Neighbors of the site approved a tax assessment in the early 1980s to help fund the purchase of the site, which was assisted by financial contributions from the Midpeninsula Regional Open Space District. In 1983, the City and County of San Francisco officially sold the area to the open space district. The sanitarium was demolished in 1985, leaving the site to be reclaimed by nature.
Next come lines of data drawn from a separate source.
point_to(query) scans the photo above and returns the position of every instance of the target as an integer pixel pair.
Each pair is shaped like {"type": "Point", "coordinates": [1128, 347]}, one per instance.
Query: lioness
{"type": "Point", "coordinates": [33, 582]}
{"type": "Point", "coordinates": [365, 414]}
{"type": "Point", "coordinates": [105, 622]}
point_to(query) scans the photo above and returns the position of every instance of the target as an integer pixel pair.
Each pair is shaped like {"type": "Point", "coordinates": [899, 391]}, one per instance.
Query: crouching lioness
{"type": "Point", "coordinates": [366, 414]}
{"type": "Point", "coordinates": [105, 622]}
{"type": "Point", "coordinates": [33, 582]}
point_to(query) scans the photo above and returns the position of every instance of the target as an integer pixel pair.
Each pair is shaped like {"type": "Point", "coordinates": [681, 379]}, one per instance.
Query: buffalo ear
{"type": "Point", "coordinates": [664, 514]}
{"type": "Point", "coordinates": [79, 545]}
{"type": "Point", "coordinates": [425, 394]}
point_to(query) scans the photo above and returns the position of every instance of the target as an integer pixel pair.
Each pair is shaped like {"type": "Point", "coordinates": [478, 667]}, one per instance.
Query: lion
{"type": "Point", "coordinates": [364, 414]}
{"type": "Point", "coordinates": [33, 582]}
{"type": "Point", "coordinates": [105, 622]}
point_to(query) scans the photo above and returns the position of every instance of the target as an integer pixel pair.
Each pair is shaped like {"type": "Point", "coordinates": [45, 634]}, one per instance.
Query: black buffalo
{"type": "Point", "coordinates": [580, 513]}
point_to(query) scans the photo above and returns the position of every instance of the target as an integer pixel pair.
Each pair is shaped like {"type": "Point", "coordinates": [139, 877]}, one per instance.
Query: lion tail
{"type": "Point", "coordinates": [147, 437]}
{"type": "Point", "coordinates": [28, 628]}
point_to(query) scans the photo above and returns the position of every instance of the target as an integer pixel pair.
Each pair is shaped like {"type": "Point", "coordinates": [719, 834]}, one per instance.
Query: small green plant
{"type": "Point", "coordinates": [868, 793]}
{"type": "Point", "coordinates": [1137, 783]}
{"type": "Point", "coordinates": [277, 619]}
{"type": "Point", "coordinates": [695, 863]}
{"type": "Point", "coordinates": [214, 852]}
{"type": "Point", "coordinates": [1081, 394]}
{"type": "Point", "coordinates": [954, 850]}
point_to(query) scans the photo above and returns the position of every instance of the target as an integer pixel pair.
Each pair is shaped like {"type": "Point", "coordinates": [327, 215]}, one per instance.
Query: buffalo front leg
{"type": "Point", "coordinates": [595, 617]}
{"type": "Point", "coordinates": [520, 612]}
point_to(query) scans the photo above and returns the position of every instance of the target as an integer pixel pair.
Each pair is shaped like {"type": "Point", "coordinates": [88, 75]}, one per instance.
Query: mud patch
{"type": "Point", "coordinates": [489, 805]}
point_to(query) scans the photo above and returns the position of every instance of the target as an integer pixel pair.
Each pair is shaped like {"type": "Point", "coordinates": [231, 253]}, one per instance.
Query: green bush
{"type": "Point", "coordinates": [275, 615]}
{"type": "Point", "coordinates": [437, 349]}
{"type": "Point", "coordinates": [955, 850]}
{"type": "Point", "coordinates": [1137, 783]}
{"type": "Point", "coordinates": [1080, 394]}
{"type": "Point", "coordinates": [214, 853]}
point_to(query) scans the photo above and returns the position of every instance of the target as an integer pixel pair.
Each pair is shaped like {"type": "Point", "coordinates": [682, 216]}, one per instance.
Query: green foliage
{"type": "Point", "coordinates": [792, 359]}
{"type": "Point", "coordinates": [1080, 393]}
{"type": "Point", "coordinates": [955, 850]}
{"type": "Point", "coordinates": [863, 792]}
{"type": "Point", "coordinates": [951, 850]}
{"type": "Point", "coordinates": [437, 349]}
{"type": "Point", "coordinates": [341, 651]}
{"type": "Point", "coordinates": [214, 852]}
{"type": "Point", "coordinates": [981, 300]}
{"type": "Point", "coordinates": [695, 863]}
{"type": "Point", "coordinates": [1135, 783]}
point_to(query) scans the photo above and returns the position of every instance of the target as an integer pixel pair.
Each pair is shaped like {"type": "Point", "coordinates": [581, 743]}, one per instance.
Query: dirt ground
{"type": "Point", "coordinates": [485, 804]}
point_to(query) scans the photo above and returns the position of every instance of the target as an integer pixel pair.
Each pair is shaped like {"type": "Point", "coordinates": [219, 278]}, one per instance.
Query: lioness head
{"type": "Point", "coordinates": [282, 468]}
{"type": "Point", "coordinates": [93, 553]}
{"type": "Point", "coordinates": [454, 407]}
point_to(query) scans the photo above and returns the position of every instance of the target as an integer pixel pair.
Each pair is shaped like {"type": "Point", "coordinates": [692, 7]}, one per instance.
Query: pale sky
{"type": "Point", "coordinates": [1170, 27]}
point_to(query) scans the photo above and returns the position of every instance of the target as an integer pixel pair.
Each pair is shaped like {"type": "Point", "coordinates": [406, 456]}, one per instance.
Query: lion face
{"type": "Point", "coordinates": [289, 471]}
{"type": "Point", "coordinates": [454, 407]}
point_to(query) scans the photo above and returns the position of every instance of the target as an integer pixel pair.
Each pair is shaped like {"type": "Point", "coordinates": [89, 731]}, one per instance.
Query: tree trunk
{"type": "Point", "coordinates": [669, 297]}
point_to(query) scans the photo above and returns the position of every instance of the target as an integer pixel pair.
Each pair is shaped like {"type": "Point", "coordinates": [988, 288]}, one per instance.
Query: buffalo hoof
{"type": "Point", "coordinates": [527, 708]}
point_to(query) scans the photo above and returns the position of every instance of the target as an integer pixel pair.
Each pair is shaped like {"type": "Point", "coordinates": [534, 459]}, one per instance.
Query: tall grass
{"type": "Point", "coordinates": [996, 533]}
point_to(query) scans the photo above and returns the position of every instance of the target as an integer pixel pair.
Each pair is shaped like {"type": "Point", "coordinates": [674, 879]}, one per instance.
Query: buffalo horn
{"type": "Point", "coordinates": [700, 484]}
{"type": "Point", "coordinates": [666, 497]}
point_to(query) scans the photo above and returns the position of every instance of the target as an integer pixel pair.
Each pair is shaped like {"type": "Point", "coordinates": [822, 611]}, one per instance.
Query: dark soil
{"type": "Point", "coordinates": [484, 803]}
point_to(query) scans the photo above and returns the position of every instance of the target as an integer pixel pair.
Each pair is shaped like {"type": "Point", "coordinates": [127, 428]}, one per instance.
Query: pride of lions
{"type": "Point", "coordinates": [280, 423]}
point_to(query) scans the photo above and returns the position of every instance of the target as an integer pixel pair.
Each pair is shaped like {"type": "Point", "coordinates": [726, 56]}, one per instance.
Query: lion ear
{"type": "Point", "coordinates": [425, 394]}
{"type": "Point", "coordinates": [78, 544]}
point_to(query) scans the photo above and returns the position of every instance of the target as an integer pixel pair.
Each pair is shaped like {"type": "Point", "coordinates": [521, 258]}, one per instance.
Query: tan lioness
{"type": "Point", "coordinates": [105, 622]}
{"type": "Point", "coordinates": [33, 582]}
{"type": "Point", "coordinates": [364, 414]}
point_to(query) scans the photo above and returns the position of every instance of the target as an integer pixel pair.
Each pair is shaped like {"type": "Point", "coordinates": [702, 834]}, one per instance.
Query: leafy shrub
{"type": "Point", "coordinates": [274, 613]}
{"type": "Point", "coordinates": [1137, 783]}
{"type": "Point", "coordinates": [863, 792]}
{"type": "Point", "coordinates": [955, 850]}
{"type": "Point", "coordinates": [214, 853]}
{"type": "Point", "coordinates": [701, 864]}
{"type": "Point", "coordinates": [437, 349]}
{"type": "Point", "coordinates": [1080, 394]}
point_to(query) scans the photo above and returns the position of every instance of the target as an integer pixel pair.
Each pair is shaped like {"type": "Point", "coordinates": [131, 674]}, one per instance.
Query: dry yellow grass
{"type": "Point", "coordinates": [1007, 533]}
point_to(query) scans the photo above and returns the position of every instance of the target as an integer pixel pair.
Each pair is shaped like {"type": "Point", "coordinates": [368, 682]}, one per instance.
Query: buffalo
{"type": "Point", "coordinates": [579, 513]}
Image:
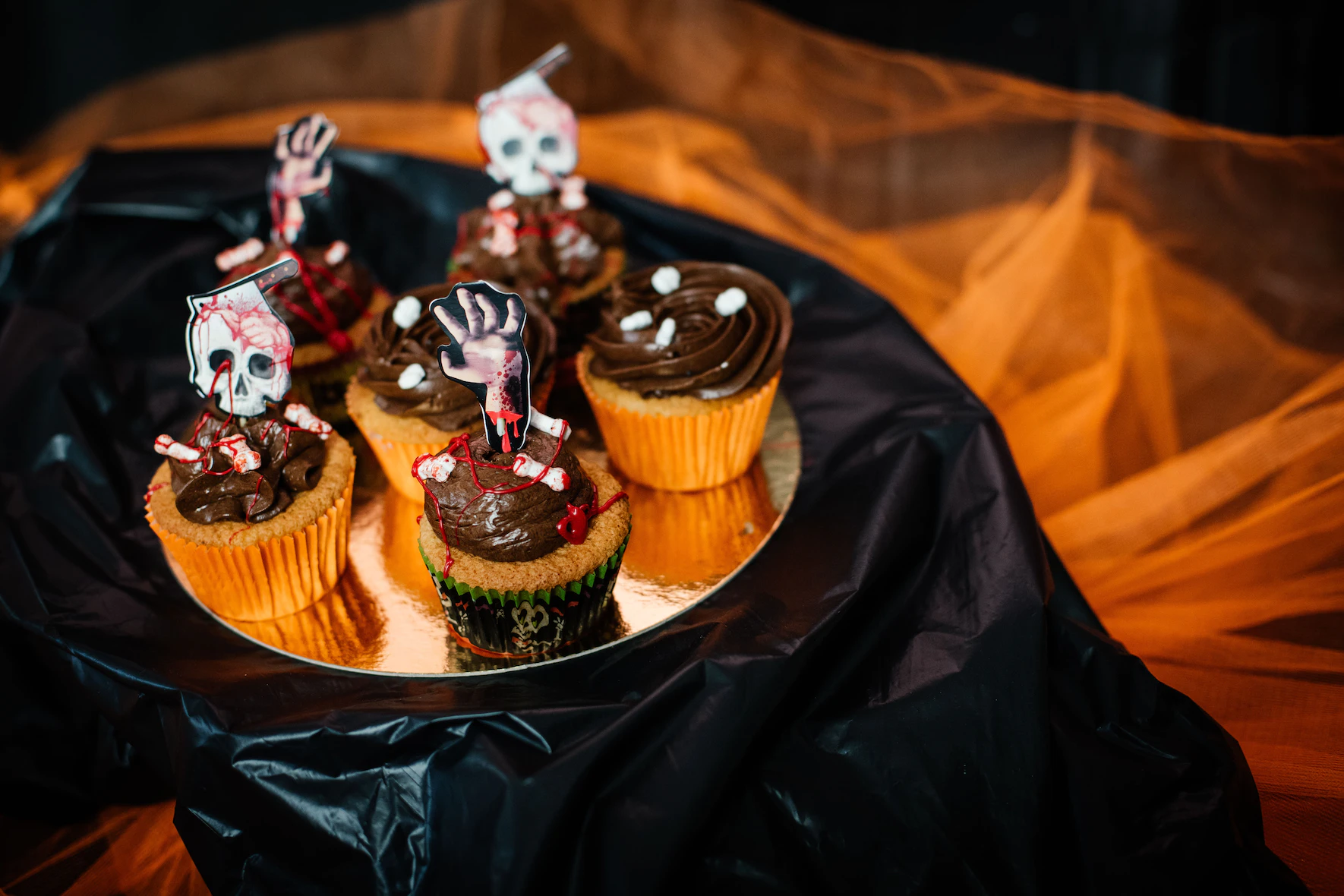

The 366-acre grounds were opened to the public as Pulgas Ridge Open Space Preserve, with over 6 miles of trails, an off-leash dog area, and guided nature hikes. The word Pulgas, meaning "fleas" in Spanish, comes from Rancho de las Pulgas, the Spanish land grant that encompassed the present-day site.

When the sanatorium was operating, a grove of 102 Eucalyptus trees were planted at the site. The open space district began planting native plants in 1985, and in 1997, began removing non-native plants for environmental preservation, including Eucalyptus trees. In 2007, upon hearing news of additional tree removal, neighbors in the Brittan Heights area protested the district's efforts, although they were mostly unsuccessful. Less than 42 of the original 102 Eucalyptus trees remain on the site.

One trail on the property is named the Hassler Trail, and there are several physical remnants of the buildings still present today, including rock retaining walls and steps. On September 1, 2007, the San Mateo County Office of Education opened the Canyon Oaks Youth Center, a community school for local youth with mental health or behavioral issues, who live at the site and attend vocational classes. According to county reports, students have access to local trails on the property. As of 2021, SamTrans Route 295 serves the site once a day in each direction.

Notably, across Edgewood Road lies Edgewood Park & Natural Preserve. Through the 1960s, this site also had a similar purpose, first operating as the Canyon Sanatorium and later a gerontology hospital. Rates were advertised as $15 per week for selected cases, and for more details, interested parties were suggested to contact the medical director at the Flood Building in San Francisco.